If the ruling party's goons takes a break from beating them
In collaboration with Dilip Mookherjee, I carried out several theoretical exercises on the advantages and disadvantages of decentralization,
Decentralization occurs when locals can beat the shit out of ruling party goons- not otherwise.
along with repeated field surveys in West Bengal villages on the impact of elected village councils on land reforms and anti‐poverty programmes.
It turned out that beating and killing Left Front goons- which is what Mamta has been doing for the last dozen years- is popular with everybody.

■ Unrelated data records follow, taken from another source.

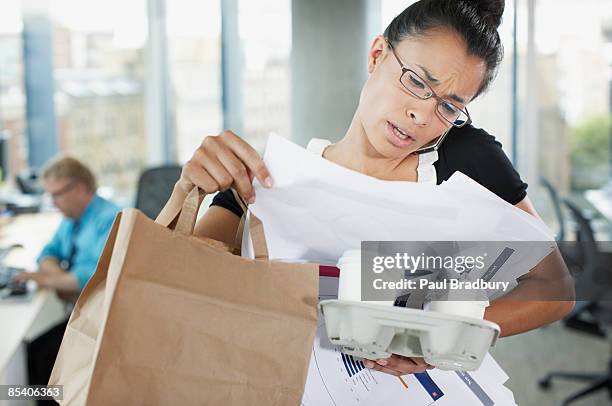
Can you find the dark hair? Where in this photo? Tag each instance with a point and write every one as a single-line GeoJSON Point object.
{"type": "Point", "coordinates": [476, 21]}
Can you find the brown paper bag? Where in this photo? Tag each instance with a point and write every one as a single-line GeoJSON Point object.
{"type": "Point", "coordinates": [171, 319]}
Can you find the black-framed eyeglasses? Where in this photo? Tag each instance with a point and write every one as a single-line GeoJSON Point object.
{"type": "Point", "coordinates": [62, 191]}
{"type": "Point", "coordinates": [413, 83]}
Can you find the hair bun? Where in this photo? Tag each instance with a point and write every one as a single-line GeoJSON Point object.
{"type": "Point", "coordinates": [490, 10]}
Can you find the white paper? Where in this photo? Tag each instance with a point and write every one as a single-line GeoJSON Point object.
{"type": "Point", "coordinates": [317, 209]}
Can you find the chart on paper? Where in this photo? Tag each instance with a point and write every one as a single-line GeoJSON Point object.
{"type": "Point", "coordinates": [338, 379]}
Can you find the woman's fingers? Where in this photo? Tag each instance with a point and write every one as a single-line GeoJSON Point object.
{"type": "Point", "coordinates": [242, 179]}
{"type": "Point", "coordinates": [224, 161]}
{"type": "Point", "coordinates": [195, 172]}
{"type": "Point", "coordinates": [248, 156]}
{"type": "Point", "coordinates": [399, 365]}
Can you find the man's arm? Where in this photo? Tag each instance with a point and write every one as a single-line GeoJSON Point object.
{"type": "Point", "coordinates": [52, 276]}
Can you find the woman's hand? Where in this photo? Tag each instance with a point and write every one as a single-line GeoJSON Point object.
{"type": "Point", "coordinates": [223, 161]}
{"type": "Point", "coordinates": [398, 365]}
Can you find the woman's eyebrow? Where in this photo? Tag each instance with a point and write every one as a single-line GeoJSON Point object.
{"type": "Point", "coordinates": [435, 81]}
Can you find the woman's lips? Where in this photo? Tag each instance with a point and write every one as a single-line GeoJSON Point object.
{"type": "Point", "coordinates": [395, 136]}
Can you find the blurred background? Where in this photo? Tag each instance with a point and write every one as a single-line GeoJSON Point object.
{"type": "Point", "coordinates": [130, 85]}
{"type": "Point", "coordinates": [126, 85]}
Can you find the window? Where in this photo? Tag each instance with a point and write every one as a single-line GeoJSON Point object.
{"type": "Point", "coordinates": [98, 51]}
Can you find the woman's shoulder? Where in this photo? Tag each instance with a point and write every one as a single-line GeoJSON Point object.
{"type": "Point", "coordinates": [479, 155]}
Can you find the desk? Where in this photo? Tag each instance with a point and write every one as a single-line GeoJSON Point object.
{"type": "Point", "coordinates": [17, 318]}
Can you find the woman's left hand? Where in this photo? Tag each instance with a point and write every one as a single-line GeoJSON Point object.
{"type": "Point", "coordinates": [398, 365]}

Fuck 'land reform'. Killing gangsters- be they politically affiliated or not- is what helps the poor.
Every Indian knew that Governance was supplied for reasons which had nothing to do with 'collective action problems'- which traditionally had mechanisms distant, or kept secret, from agents of the government- i.e. the stationary bandit. Though money might not be squeezable from rural Indians, votes still matter more particularly if they are mobilizable on the basis of caste or creed.
This raises the question, why was Bardhan doing a stupid and pointless type of research? He supplies the answer. He was paid to do this type of donkey work.
These projects were part of a research network of international scholars around the theme of inequality, funded for over a decade by the MacArthur Foundation
set up by a rich guy who didn't like paying taxes
and co‐directed by myself.
a guy from a poor country who didn't want to live there but didn't mind getting paid to visit occasionally and pretend he cared much more about the poor than those of his peers who had remained behind to actually provide governance or run businesses and thus pay taxes.
My abiding interest in the complexities of political economy has kept me skeptical of easy ideological solutions
as opposed to arcane bullshit
and yet appreciative of the constant human striving for social‐institutional improvement.
This is done by actually living in the society you are trying to improve.
As Antonio Gramsci said, the challenge for us is not to have illusions, and yet not to be disillusioned.
Gramsci was in Mussolini's jail. Bardhan is on an Ivy League Campus. The former had illusions re. the feasibility of 'worker control' of factories. It was important he not get too disillusioned because he'd have fucking topped himself Bardhan may have the illusion that he is a fucking Mother Theresa of Political Economy. But nothing very bad would happen to him if he became disillusioned in this respect. The real 'collective action problem' for the class of buddhijivis, is how to stop taking up careers based entirely on their own shittiness and the manner in which this has fucked up Bengal.